Academic Editor: Salvatore Gambino

Copyright © 2014 Sina Asadi and Mohammad Ali Rajabzadeh. This is an open access article distributed under the Creative Commons Attribution License, which permits unrestricted use, distribution, and reproduction in any medium, provided the original work is properly cited.

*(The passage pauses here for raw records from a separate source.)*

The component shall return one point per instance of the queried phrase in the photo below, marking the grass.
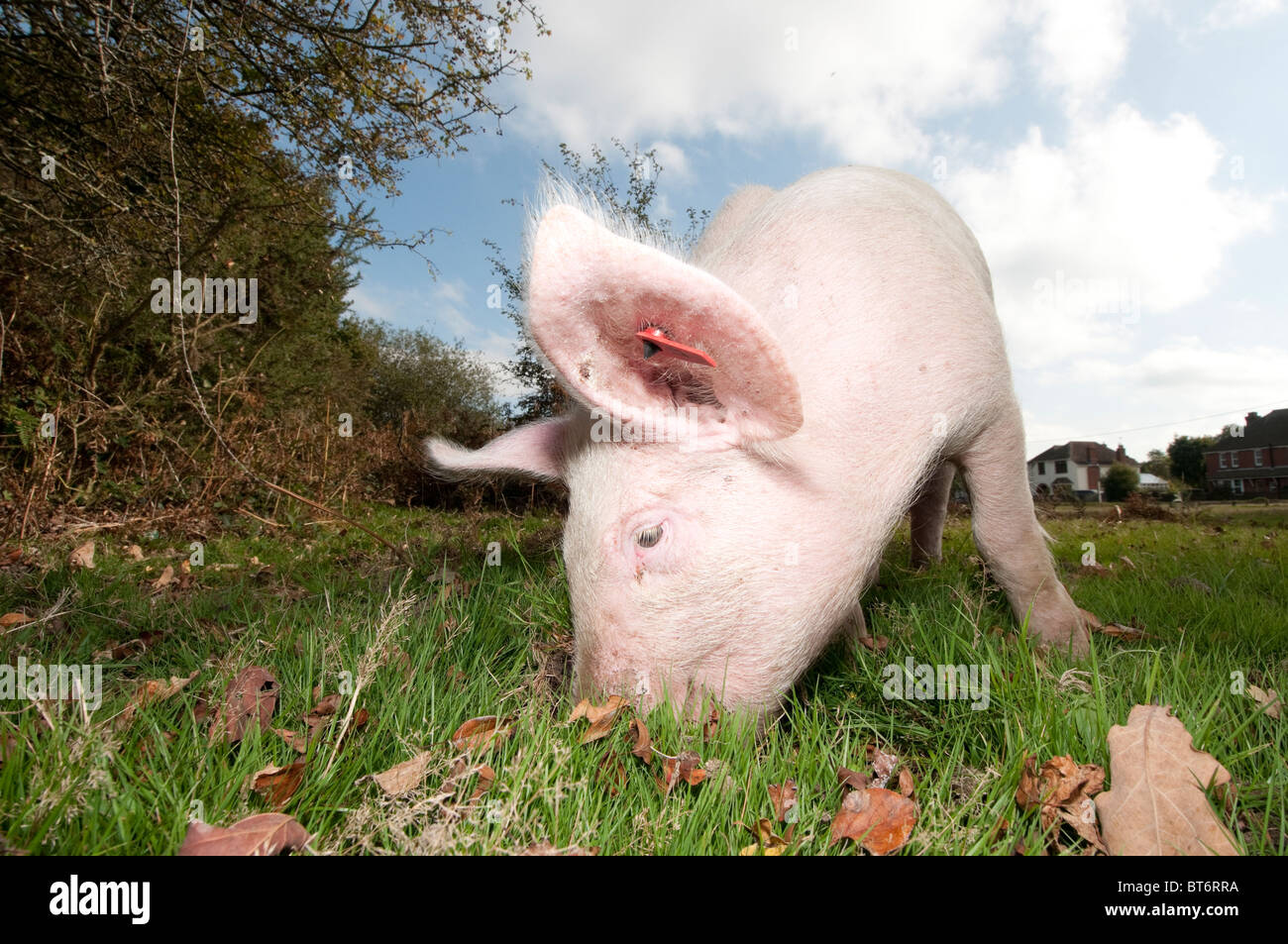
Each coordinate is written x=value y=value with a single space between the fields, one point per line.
x=312 y=601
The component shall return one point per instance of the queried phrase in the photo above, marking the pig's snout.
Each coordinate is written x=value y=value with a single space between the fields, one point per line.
x=606 y=673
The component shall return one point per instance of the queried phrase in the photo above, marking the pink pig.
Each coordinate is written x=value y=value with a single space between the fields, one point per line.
x=725 y=519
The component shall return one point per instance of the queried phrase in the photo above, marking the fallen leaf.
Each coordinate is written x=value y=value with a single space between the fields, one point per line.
x=482 y=733
x=883 y=765
x=1063 y=789
x=1157 y=805
x=642 y=745
x=879 y=819
x=404 y=777
x=82 y=557
x=686 y=768
x=253 y=694
x=785 y=801
x=266 y=833
x=278 y=785
x=1269 y=698
x=600 y=716
x=767 y=842
x=153 y=690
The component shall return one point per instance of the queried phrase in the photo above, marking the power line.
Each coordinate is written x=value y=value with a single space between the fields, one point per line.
x=1159 y=425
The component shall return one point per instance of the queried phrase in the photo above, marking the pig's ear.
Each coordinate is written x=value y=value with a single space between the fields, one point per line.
x=535 y=450
x=591 y=292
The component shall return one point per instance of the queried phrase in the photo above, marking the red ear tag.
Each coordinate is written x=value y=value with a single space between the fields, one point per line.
x=656 y=340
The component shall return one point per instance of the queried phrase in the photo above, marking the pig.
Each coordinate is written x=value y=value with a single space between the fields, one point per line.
x=754 y=420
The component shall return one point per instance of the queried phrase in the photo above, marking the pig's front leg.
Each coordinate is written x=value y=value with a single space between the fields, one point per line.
x=1012 y=541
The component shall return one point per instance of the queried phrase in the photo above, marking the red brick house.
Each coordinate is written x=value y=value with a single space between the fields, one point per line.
x=1252 y=460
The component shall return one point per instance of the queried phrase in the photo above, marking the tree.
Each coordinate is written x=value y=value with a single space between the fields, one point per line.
x=226 y=140
x=1120 y=481
x=635 y=204
x=1185 y=456
x=1157 y=464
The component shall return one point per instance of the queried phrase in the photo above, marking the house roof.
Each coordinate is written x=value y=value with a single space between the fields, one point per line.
x=1270 y=429
x=1082 y=452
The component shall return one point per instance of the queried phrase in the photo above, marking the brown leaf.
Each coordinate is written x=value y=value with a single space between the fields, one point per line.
x=266 y=833
x=404 y=777
x=784 y=798
x=481 y=733
x=278 y=785
x=686 y=768
x=1063 y=789
x=1157 y=805
x=82 y=557
x=600 y=716
x=642 y=743
x=250 y=697
x=154 y=690
x=851 y=780
x=879 y=819
x=1269 y=698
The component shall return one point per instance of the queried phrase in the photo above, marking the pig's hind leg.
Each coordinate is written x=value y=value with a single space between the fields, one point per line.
x=928 y=511
x=1010 y=539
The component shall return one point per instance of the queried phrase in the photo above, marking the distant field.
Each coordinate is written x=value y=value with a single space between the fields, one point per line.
x=317 y=604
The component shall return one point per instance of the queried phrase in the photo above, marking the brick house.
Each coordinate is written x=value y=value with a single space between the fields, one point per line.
x=1074 y=467
x=1252 y=460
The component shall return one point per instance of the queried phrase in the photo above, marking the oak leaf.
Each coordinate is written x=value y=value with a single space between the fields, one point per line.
x=1157 y=805
x=266 y=833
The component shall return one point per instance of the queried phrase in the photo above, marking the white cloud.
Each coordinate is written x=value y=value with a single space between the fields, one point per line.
x=859 y=76
x=1231 y=14
x=1078 y=48
x=1136 y=207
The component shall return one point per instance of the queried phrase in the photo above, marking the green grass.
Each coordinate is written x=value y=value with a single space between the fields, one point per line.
x=497 y=644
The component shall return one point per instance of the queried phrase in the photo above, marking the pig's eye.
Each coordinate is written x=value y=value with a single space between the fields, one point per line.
x=649 y=536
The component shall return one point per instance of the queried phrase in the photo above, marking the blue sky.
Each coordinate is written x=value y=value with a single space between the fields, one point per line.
x=1122 y=163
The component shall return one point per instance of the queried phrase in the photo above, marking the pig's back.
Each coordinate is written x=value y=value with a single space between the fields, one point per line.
x=880 y=297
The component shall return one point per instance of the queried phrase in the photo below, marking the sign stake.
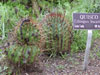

The Qatruyeh iron deposits, located on the eastern border of the NW-SE trending Sanandaj-Sirjan metamorphic zone, southwest of Iran, are hosted by a late Proterozoic to early Paleozoic sequence dominated by metamorphosed carbonate rocks. The magnetite ores occurred as layered to massive bodies, with lesser amounts of disseminated magnetite and hematite-bearing veins. Textural evidences, along with geochemical analyses of the high field strengths (HFSEs), large ion lithophiles (LILEs), and rare earth elements (REEs), indicate that the main mineralization stage occurred as low-grade layered magnetite ores due to high-temperature hydrothermal fluids accompanied by Na-Ca alteration. Most of the main ore-stage minerals precipitated from an aqueous-carbonic fluid (3.5–15 wt.% NaCl equiv.) at temperatures ranging between 300° and 410°C during fluid mixing process, CO2 effervescence, cooling, and increasing of pH. Low-temperature hydrothermal activity subsequently produced hematite ores associated with propylitic alteration. The metacarbonate host rocks are LILE-depleted and HFSE-enriched due to metasomatic alteration.